Una gran movida cultural, bajo el lema “El pájaro que no pudo volar”, con el apoyo de importantes organizaciones locales, es llevada adelante por la colonia uruguaya, que ya había tenido una iniciativa importante el año anterior, cuando organizó una huelga de hambre frente al consulado uruguayo en Caracas.
Cuando ya había asumido la presidencia el general Álvarez, y en un contexto de gran represión, desaparece en Uruguay Félix Sebastián Ortiz, miembro del proscrito Partido Comunista del Uruguay.[3]
En setiembre Tota presenta su denuncia ante la onu,[4] y el 14 de octubre el Grupo de Trabajo del Comité de Derechos Humanos toma una decisión: además de autorizar a Tota a actuar en representación de Elena, dispone que la denuncia sea trasmitida al Estado uruguayo para que éste informe, realice observaciones y confirme si está detenida y dónde. Le da un plazo de dos meses para responder. El 21 de setiembre, otro miembro del Partido Comunista, Antonio Omar Paitta Cardozo, es secuestrado y desaparece luego de ser torturado en el Batallón 13 de Infantería.[5]
Ante la Comisión de Derechos Humanos del Consejo Económico y Social de la onu, con sede en Ginebra, el 1º de diciembre el embajador Carlos Giambruno debe referirse al caso de Elena. Se encontraba allí el abogado uruguayo Alejandro Artucio, delegado de la Unión Internacional de Juristas. La versión taquigráfica del discurso de Giambruno registra: “Nosotros oficialmente seguimos diciendo que ese episodio es un episodio acá, alguna parte es verdad, estaban haciendo un operativo en ese momento, la estaban siguiendo, ella escapó, se metió en la embajada de Venezuela; de la puerta de la embajada de Venezuela, es decir antes de que entrara, antes de que se generara el procedimiento de solicitud de asilo, dos personas la sacaron a la fuerza, la metieron en un auto y se la llevaron, eso nos costó la ruptura de relaciones con Venezuela; nosotros pedimos excusas a la embajada de Venezuela, dijimos que no era una autoridad uruguaya y los venezolanos, en fin, se consideraron insatisfechos”.[6] En esa versión Giambruno reconoce detalles del secuestro. Posteriormente él mismo la corrige y elimina algunos detalles; de todos modos, termina por aceptar la identidad de la secuestrada, su intención de solicitud de asilo político y, lo que es más importante, el propio acto del secuestro. Una vez más se pudo comprobar la sostenida complicidad del diplomático con la dictadura.
Durante el mes de noviembre se realiza en Caracas el II Congreso Latinoamericano de Familiares de Detenidos Desaparecidos, organizado por Fundalatin, bajo la presidencia del presbítero Juan Vives Suriá. Allí se resolvió formar una federación para proteger y denunciar a nivel mundial las desapariciones en América Latina. Luz Ibarburu, Angélica Cáceres de Julien, Violeta Malugani. Esther Gatti y Gladys Stefani concurrieron en representación de madres y familiares desde Montevideo.

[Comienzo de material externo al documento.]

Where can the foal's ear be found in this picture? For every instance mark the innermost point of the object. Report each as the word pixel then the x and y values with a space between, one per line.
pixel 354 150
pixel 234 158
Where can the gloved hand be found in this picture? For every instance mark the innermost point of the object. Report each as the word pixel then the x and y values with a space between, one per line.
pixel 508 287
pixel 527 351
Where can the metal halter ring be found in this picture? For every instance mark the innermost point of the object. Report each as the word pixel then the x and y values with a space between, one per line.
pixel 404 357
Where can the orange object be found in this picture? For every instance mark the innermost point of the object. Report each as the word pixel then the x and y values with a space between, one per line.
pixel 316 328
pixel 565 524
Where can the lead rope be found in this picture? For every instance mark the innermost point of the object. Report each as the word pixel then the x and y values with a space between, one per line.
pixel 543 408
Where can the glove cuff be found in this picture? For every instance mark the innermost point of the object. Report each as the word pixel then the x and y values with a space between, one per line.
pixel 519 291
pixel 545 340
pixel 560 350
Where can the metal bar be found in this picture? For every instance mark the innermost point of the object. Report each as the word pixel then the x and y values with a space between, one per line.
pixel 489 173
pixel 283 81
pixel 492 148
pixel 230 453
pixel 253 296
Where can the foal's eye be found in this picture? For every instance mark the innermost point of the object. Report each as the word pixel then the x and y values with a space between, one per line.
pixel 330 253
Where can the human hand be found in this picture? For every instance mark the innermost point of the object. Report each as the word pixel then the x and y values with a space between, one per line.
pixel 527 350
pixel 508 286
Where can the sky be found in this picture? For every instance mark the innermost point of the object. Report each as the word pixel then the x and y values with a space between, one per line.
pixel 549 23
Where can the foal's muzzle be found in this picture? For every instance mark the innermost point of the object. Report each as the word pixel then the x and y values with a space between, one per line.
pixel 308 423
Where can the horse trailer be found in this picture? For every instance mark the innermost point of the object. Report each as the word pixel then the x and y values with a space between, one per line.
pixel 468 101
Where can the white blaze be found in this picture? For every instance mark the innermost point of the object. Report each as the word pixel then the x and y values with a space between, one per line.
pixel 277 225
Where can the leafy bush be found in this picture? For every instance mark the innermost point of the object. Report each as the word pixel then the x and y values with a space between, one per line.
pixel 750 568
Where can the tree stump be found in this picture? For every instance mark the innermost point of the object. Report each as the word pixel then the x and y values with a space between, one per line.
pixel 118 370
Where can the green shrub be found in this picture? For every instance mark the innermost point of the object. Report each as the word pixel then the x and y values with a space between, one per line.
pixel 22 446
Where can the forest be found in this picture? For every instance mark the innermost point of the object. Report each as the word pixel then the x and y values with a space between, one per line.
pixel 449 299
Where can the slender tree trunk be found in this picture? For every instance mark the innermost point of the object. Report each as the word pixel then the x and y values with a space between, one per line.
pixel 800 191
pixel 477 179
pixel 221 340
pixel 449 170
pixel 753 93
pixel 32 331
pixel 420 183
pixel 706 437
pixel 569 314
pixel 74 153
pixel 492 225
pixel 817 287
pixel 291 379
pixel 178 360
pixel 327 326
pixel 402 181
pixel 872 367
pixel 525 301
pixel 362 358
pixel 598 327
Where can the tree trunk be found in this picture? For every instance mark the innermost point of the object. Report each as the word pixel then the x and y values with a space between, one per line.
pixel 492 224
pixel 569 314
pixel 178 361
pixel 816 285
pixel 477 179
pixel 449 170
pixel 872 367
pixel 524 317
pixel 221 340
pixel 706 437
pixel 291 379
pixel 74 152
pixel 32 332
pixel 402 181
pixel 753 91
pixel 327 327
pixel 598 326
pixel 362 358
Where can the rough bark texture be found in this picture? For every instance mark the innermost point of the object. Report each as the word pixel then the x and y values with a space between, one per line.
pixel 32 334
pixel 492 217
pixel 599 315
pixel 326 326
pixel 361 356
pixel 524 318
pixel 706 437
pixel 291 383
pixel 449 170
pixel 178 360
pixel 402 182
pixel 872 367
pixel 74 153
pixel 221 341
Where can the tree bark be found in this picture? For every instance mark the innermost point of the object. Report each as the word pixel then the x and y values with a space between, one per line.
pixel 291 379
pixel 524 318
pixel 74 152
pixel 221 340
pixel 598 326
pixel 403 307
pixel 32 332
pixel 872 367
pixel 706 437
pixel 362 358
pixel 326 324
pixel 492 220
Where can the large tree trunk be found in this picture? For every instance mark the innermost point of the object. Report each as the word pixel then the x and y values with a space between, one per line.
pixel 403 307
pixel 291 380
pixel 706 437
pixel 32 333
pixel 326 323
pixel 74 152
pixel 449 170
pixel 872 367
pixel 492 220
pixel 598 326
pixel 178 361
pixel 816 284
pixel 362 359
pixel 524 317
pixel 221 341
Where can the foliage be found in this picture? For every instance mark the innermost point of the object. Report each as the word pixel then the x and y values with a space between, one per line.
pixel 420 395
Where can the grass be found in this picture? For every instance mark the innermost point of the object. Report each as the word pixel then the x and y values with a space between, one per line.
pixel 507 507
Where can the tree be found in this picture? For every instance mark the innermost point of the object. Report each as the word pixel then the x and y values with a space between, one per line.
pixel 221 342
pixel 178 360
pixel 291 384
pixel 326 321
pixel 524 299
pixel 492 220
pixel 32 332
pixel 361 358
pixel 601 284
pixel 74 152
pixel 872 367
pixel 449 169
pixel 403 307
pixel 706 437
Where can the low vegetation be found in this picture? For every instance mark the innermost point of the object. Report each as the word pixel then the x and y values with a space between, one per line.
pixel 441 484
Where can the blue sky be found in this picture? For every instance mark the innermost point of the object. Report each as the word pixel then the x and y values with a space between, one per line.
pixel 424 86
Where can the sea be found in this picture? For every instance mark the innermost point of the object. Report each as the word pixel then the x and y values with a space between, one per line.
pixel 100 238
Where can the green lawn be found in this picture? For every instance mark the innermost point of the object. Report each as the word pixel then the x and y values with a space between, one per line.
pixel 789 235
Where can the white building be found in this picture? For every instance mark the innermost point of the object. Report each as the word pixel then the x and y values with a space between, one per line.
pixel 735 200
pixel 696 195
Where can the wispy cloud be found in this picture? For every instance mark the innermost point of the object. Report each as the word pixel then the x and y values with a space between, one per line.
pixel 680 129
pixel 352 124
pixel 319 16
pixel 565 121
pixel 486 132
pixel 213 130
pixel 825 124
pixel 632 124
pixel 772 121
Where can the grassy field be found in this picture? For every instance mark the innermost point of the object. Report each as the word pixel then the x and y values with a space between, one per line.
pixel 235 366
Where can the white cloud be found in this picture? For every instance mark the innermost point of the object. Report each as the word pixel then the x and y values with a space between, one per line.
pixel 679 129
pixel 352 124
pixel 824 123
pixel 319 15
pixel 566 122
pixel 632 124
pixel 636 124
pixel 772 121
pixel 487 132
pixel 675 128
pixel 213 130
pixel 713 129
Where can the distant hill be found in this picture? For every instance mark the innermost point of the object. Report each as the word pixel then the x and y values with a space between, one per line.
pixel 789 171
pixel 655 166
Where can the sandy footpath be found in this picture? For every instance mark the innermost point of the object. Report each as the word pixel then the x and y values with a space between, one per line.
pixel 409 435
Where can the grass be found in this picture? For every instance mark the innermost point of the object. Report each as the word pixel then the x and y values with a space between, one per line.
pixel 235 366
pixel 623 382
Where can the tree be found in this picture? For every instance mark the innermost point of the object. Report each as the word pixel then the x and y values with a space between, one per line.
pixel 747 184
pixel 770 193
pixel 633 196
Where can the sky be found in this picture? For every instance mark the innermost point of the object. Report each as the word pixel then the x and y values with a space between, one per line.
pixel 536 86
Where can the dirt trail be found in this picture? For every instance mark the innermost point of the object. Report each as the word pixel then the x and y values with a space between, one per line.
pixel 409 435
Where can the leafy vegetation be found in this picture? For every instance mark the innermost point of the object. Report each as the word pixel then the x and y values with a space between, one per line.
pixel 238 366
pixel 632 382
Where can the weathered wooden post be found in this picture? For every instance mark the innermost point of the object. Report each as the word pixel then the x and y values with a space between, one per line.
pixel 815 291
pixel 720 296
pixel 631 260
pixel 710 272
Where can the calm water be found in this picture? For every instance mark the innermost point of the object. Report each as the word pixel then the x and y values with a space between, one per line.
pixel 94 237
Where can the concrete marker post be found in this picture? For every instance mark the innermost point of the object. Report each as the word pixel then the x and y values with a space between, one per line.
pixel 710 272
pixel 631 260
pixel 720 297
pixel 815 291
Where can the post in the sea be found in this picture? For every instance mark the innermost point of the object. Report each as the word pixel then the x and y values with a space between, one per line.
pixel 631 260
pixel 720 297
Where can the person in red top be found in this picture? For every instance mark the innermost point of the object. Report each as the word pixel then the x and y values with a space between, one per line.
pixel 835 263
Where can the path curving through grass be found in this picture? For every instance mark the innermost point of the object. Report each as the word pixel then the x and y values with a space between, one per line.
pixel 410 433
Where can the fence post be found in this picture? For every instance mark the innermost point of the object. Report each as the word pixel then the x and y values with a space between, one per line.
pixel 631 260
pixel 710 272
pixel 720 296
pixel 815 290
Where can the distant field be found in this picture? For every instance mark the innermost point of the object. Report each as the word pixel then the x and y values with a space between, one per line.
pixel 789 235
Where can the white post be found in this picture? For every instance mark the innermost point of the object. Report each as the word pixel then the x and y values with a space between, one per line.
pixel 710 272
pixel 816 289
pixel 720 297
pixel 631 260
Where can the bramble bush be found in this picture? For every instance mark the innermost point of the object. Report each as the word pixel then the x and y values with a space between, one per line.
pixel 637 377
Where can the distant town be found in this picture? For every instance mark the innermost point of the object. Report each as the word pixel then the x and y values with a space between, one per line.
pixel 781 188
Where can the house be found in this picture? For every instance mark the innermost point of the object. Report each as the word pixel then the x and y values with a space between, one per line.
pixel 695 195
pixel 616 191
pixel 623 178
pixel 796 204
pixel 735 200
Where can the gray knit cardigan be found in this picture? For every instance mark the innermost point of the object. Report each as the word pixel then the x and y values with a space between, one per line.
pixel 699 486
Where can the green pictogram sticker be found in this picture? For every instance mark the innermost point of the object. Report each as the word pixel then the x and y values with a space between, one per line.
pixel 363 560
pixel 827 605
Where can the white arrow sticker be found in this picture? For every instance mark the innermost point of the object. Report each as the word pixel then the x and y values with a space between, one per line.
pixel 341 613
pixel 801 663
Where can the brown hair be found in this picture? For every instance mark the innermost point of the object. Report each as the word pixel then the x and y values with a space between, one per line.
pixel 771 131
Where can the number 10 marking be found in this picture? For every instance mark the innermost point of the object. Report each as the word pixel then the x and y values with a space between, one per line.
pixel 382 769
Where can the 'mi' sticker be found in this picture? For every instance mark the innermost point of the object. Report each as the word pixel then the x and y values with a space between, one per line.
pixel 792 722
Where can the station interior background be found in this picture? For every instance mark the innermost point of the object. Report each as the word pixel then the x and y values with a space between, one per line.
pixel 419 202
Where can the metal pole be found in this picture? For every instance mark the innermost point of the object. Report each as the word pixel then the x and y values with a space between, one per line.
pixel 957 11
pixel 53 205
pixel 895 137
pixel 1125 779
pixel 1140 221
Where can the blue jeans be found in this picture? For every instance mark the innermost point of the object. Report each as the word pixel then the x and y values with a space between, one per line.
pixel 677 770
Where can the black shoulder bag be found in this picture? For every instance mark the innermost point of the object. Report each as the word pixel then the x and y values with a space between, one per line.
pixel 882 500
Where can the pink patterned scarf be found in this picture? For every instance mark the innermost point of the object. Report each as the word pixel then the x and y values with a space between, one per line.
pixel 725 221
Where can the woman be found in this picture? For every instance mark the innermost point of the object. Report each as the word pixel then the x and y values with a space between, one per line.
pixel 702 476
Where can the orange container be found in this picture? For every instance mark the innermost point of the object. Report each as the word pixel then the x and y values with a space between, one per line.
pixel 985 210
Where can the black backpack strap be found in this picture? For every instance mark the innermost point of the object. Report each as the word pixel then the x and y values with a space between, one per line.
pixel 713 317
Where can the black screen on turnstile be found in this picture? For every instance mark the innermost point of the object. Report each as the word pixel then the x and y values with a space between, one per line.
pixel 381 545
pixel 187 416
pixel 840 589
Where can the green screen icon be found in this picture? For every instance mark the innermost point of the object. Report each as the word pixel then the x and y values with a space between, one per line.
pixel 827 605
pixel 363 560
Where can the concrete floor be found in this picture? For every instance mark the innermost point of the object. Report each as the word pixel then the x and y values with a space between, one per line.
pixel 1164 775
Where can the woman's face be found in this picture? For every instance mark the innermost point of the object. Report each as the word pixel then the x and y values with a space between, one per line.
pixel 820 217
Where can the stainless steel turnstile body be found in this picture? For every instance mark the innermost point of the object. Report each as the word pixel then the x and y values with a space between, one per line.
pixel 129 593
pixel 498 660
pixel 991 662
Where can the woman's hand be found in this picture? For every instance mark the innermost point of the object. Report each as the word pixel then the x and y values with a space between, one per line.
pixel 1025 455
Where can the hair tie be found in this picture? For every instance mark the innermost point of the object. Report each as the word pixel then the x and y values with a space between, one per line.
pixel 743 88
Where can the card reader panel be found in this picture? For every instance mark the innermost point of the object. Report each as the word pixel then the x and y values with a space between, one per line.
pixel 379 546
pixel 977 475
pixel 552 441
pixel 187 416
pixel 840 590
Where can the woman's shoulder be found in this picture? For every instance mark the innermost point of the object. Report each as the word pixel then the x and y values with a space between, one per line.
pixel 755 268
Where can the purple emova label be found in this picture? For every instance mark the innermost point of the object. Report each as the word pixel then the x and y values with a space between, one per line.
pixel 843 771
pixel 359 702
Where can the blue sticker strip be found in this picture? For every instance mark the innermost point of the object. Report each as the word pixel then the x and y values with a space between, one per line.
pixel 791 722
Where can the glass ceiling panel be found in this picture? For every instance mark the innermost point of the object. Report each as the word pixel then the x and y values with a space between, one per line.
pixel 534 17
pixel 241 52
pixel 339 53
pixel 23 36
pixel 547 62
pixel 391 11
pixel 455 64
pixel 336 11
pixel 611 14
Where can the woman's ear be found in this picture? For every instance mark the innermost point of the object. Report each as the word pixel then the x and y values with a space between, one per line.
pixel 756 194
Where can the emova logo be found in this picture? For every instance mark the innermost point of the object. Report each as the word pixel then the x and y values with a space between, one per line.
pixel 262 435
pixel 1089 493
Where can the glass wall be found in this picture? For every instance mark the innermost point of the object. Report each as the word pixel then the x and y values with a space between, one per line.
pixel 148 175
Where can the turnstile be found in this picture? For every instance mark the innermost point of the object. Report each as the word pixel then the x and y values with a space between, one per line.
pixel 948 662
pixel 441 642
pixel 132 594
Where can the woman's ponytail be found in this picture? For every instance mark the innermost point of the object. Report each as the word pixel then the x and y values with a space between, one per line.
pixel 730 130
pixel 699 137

[1] Al frente de la División de Ejército I queda el general Julio César Rapela. El general Iván Paulós, designado jefe de la División de Ejército 2, pide su pase a retiro.
[2] La desaparición de Soca, ocurrida el 25 de febrero, provoca la renuncia del ministro del Interior, general Manuel Núñez y el pase a retiro de éste y de Ballestrino. Ambos son sustituidos por generales cercanos a Álvarez: Yamandú Trinidad y Julio C Bonelli.
[3] En mayo de 1984, ante el requerimiento de la cidh, la dictadura respondió que Ortiz no estaba registrado como detenido ni como procesado. El 20 de mayo de 1985 se radica denuncia penal, que es paralizada por la ley de caducidad.
[4] Comunicación Nº R. 24/107 del 14-X-81 del Grupo de Trabajo del Comité de Derechos Humanos de la onu.
[5] Como en el caso de Ortiz, ante el requerimiento de la cidh, la dictadura respondió, en mayo del 84, que Paitta no estaba registrado como detenido ni como procesado. Se radica denuncia penal, que se paraliza por efectos de la ley de caducidad.
[6] Fragmento del discurso –versión original, no corregida– del 1º de diciembre de 1981.